Jyro Visual SimulatorΒΆ
This notebook demonstrates creating a visual simulation of the Pioneer robot from MobileRobots.
Here is a picture of the Pioneer robot:
First, we import the items that we will need:
In [1]:
from jyro.simulator import *
import math
We create a Pioneer robot by giving it a name, x-coordinate, y-coordinate, and a facing angle in radians.
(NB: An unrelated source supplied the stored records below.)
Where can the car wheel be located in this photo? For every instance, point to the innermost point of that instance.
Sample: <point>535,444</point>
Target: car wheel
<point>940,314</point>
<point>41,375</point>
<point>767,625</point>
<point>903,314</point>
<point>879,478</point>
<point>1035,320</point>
The coordinates are given in meters.
In [2]:
robot = Pioneer("Pioneer", 2.50, 4.50, math.pi * 3/2) # meters, radians
To see a top-down view of the robot in the notebook:
In [3]:
robot
Out[3]:
Next, we add some devices to the Pioneer, including sonar sensors, light sensors, a camera, and a gripper.
In [4]:
robot.addDevice(Pioneer16Sonars())
Out[4]:
In [5]:
robot.addDevice(PioneerFrontLightSensors())
---------------------------------------------------------------------------
TypeError Traceback (most recent call last)
<ipython-input-5-4bc1997da056> in <module>()
----> 1 robot.addDevice(PioneerFrontLightSensors())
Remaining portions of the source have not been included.